Now that you're armed with information about your current debt, and you know what kinds of deals are out there, psych up to make that important phone call.

Feeling tongue-tied? Use our sample debt negotiation script to guide your conversation to its fruitful end. If you need more moral support, call in the reinforcements! Tap into the collective wisdom of the longtime Fools who frequent our active Credit Cards and Consumer Debt discussion board. Check out the helpful FAQ, too.

If it doesn't work ...
Keep trying. If you don't get what you want the first time, try to get another customer service rep or supervisor on the line. Still won't budge? Mark your calendar and call back in a few months.

More ways to save ...
Here are two other money-saving strategies you can employ:

1. Move your balances to your lowest-rate card. Simply call your lender and ask how to transfer funds. And be sure to find out what fees -- if any -- you'll be charged. (If you're maxed out on those cards, then forget it.) Weigh those against any interest savings before making the move.

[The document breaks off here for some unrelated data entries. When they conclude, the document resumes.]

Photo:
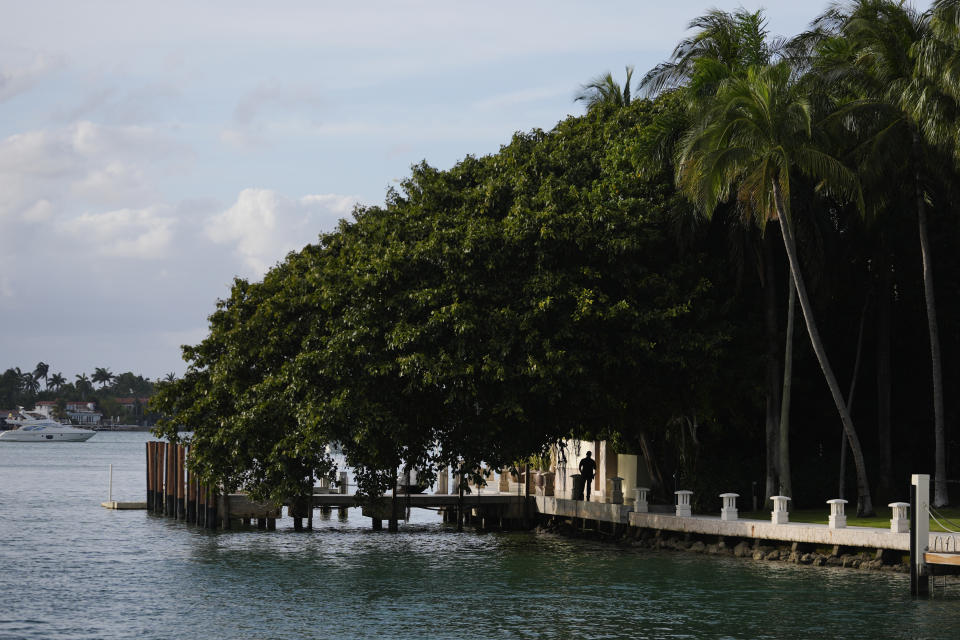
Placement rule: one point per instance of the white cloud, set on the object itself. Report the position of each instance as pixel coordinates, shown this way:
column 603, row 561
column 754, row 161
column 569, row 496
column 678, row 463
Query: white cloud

2. Sign up for a new card with a low balance-transfer deal. The websites mentioned above keep a list of current balance-transfer deals. One very important thing to note before opening a new card and moving what you owe onto it: The balance-transfer strategy is rife with "gotchas" that can wipe out any savings. Read -- no, memorize -- "How to Win the Balance-Transfer Game" before you do it so you can avoid the land mines.